Verwundert sah ich zu ihm auf. Wie kam er darauf?
»Ich meine wegen Laura. Ich wollte dich nur aufziehen, weil du sie so angestarrt hast.«
»Warum sollte ich eifersüchtig sein?«, fragte ich schnell. Ich war ganz sicher nicht eifersüchtig auf ihn! Warum sollte ich?
»Du hast ziemlich aggressiv reagiert, als ich dich darauf angesprochen hab, dass sie süß ist. Und das gestern Nacht ... Komm schon, was sollte das?«
»Ich weiß nicht, was du meinst«, behauptete ich und legte einen Schritt zu. Das war doch albern. Ich hatte gar keinen Grund, eifersüchtig zu sein.
»Ja klar, du hattest einfach nur Bock, es ihr mal so richtig vor Publikum zu besorgen, schon klar.« Er hielt mit mir Schritt und stieß mich leicht gegen die Schulter.
»Sorry, ich dachte, du schläfst schon.« Er sollte endlich aufhören, mir solchen Unsinn zu unterstellen.
»Schon klar, Alter. Ich schlaf ja immer schon nach fünf Minuten«, antwortete er sarkastisch, schwieg dann aber, bis wir am Apartment waren.
Ich war dankbar dafür, noch mehr solchen Unsinn wollte ich mir nicht anhören.
In der Wohnung angekommen, wurden wir von Andrej und Cohen begrüßt, die in der Küche frühstückten. »Na, wie war die Party?
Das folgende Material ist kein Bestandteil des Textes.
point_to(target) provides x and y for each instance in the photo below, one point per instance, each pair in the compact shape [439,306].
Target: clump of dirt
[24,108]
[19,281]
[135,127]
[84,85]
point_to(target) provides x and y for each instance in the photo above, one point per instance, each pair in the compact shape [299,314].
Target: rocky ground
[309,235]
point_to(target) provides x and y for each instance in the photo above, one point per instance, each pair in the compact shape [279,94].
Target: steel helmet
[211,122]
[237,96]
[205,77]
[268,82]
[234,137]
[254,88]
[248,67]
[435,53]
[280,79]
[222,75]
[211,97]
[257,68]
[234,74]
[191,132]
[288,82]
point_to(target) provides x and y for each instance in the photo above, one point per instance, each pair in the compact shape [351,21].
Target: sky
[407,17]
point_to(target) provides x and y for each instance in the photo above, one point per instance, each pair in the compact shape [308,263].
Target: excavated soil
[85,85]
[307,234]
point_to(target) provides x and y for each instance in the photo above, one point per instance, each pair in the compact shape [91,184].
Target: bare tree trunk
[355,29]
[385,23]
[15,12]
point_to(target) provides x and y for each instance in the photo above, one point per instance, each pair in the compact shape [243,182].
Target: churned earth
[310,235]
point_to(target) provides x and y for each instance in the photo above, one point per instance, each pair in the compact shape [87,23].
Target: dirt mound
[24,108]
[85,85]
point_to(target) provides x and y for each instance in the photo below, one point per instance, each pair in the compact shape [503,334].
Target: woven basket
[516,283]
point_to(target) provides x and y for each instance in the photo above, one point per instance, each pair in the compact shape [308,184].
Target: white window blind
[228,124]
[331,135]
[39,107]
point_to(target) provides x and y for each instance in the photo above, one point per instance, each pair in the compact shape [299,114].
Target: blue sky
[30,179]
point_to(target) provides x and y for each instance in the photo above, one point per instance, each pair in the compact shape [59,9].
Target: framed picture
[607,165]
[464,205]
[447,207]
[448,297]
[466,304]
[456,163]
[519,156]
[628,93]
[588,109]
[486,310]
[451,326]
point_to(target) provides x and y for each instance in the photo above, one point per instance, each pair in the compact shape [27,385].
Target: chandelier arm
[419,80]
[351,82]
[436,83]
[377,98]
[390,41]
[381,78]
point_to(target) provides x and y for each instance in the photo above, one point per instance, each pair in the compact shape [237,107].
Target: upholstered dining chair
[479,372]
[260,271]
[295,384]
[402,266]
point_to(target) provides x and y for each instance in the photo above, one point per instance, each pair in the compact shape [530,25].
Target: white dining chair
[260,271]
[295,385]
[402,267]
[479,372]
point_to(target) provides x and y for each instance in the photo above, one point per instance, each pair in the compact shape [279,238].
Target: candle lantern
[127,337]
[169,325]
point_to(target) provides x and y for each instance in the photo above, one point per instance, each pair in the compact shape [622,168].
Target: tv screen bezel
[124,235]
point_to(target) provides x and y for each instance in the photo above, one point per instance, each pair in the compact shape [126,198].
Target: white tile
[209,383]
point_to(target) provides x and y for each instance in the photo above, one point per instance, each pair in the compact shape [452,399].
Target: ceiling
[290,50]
Ihr habt aber nicht bis jetzt gefeiert, oder?«
»Nein, ist nur etwas spät geworden«, antwortete ich und holte mir eine Cola aus dem Kühlschrank. »Haben dort gepennt.«
»Die Party war echt nett. Na ja, wenn man das Party nennen kann.« Lance umriss kurz, wie wir den Abend verbracht hatten. Dann ergänzte er unnötigerweise: »Und ich hab dann in der Nacht noch ’nen gratis Hörporno bekommen.«
»Alter!« Das ging die beiden doch gar nichts an!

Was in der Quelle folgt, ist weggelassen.